79 anos. Um percurso suficiente para uma existência bem vivida, como a dele. Porque, sabemos, não é a extensão da vida que importa, mas sua qualidade, não no sentido dos prazeres e confortos fruídos, mas daquilo que fizemos e fazemos dela, individual e socialmente. Antonio Cícero construiu uma obra que possui virtudes para ficar. Escreveu poucos mas importantes livros de poemas, de reconhecida altitude literária, sem falar em seus ensaios filosóficos, que não conheço, mas imagino todos respeitáveis. Amou e foi amado, fez bons amigos, não cultivou a maldade e, dentro do possível, gozou a dimensão estética da vida em seus múltiplos aspectos. E, por último, morreu sem sofrer, do jeito e na hora que escolheu. Que mais se pode desejar?


Nele, acredito que não se conflitaram o poeta e o filósofo. A lírica e a fria razão. O sentimento e o pensamento. O voo criativo da poesia e os pés no chão da racionalidade. É possível encontrar em alguns (ou vários) de seus poemas a reflexão do filósofo, do pensador. Um de seus poemas mais conhecidos é “Guardar”, título de, se não me engano, seu último livro. Belíssimo, não vou reproduzi-lo aqui porque está sendo muito divulgado postumamente e não quero ser repetitivo. Em seu lugar, brindo o leitor com o poema “Desejo”, o qual dá uma ideia da poética ciceroniana:


“Só o desejo não passa

e só deseja o que passa

e passo meu tempo inteiro

enfrentando um só problema:


ao menos no meu poema

agarrar o passageiro.”


De fato, é este o ingrato trabalho de todo poeta: tentar agarrar no poema o passageiro, o que passa num fugidio instante, no mais das vezes despercebido pela multidão. E é exatamente isso que diferencia o poeta de seus semelhantes: essa capacidade - dom ou maldição - de perceber o que passa – e tentar retê-lo pela palavra. 

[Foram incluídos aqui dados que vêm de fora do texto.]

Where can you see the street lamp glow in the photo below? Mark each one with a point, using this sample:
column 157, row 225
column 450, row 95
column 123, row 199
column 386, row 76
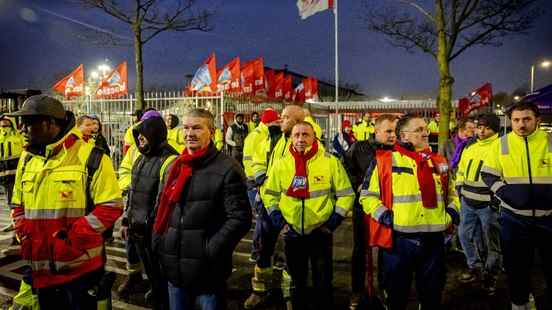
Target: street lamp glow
column 386, row 99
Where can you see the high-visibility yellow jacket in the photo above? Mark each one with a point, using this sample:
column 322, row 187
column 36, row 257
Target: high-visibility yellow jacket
column 252, row 142
column 251, row 126
column 433, row 127
column 519, row 171
column 175, row 137
column 125, row 168
column 315, row 126
column 329, row 189
column 468, row 176
column 409, row 214
column 218, row 139
column 49, row 197
column 11, row 147
column 363, row 131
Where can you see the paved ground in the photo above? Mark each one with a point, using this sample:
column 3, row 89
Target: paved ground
column 457, row 295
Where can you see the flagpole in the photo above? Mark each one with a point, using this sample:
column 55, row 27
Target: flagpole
column 336, row 55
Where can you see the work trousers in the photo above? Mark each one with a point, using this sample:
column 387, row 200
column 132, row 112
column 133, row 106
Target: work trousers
column 73, row 295
column 316, row 248
column 420, row 256
column 482, row 249
column 152, row 268
column 521, row 236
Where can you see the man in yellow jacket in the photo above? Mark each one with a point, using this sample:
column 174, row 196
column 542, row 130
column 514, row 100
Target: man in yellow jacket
column 309, row 191
column 479, row 229
column 61, row 206
column 418, row 202
column 518, row 170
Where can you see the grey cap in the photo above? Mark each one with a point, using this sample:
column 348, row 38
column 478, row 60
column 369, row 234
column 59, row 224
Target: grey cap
column 41, row 105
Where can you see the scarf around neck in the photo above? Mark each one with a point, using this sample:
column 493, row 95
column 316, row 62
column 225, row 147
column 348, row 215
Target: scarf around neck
column 179, row 174
column 425, row 174
column 299, row 187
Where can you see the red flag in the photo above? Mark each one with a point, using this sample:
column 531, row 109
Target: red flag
column 252, row 78
column 115, row 84
column 311, row 88
column 71, row 85
column 229, row 76
column 270, row 83
column 278, row 93
column 299, row 93
column 288, row 88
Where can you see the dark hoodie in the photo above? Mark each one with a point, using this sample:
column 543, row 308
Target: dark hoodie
column 146, row 169
column 155, row 131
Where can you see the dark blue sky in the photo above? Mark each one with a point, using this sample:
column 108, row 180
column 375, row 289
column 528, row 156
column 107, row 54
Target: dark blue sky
column 37, row 47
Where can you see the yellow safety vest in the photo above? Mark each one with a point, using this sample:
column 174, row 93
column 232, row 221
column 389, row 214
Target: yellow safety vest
column 329, row 189
column 409, row 214
column 519, row 171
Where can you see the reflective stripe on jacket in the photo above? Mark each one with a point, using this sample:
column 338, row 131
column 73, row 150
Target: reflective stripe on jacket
column 49, row 197
column 251, row 144
column 473, row 189
column 329, row 189
column 409, row 214
column 519, row 171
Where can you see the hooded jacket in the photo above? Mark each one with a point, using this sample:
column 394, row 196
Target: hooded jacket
column 147, row 172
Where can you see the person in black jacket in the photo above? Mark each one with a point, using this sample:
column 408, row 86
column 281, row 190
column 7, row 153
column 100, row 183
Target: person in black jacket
column 356, row 162
column 202, row 214
column 155, row 154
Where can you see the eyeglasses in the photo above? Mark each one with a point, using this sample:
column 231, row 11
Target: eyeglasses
column 418, row 130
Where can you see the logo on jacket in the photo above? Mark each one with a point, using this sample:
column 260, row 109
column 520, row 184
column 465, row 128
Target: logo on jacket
column 299, row 183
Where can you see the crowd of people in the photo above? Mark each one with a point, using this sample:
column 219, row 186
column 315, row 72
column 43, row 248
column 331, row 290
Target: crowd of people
column 188, row 205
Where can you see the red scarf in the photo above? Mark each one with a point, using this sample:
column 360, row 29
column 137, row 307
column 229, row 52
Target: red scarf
column 299, row 186
column 425, row 174
column 179, row 174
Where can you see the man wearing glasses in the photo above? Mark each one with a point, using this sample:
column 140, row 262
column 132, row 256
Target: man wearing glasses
column 412, row 204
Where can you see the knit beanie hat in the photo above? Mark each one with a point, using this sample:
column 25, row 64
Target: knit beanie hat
column 269, row 116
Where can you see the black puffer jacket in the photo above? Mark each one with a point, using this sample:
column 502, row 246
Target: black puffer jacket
column 206, row 225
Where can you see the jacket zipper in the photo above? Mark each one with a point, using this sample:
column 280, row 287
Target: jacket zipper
column 303, row 216
column 529, row 170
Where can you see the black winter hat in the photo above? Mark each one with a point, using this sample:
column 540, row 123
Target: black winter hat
column 490, row 120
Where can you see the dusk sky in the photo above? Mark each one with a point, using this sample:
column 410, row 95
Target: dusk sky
column 41, row 41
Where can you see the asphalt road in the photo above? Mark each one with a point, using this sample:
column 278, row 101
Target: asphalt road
column 457, row 295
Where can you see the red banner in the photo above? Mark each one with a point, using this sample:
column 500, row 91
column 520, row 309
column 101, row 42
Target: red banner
column 229, row 77
column 71, row 85
column 115, row 84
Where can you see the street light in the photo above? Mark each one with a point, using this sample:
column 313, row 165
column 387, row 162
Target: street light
column 545, row 64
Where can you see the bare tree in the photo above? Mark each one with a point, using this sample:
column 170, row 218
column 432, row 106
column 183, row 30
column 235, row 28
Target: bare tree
column 147, row 19
column 446, row 30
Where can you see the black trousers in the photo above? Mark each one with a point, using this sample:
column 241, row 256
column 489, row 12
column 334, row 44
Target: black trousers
column 316, row 248
column 71, row 296
column 153, row 270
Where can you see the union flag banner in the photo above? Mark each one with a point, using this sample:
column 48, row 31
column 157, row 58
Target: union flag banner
column 278, row 93
column 479, row 98
column 252, row 78
column 308, row 8
column 205, row 78
column 71, row 85
column 115, row 84
column 311, row 88
column 288, row 88
column 229, row 77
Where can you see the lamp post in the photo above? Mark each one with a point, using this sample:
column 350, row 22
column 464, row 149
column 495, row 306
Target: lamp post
column 544, row 64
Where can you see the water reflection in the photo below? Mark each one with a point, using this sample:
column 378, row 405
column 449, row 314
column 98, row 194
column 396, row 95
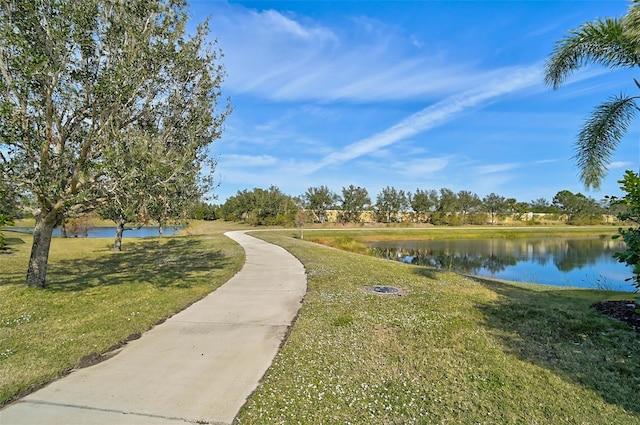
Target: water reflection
column 582, row 261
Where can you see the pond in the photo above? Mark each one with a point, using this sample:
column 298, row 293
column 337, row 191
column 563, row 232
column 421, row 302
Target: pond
column 564, row 261
column 110, row 232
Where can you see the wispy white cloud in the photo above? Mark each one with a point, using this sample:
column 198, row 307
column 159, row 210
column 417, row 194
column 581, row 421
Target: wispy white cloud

Antonio Cícero deixou uma carta de despedida e uma explicação. Diferentemente dos suicidas de que fala Manuel Bandeira. Como seria de esperar, são as palavras belas do poeta dispostas no lúcido recado do filósofo. Nenhuma pieguice, nenhum lamento lacrimoso. Apenas a constatação do inevitável, a justificativa de seu gesto e a saudade dos amados que ficam. Nenhum arrependimento e nenhuma expectativa. Tudo que resumiu no poema “Valeu”:


“Vida, valeu.

Não te repetirei jamais.”


Essa bela morte de Antonio Cícero lembra-nos a de Sócrates, por suas deliberação e  serenidade. Podemos dizer que seu adeus foi seu derradeiro poema e sua suprema declaração filosófica. O poeta filósofo partiu em paz.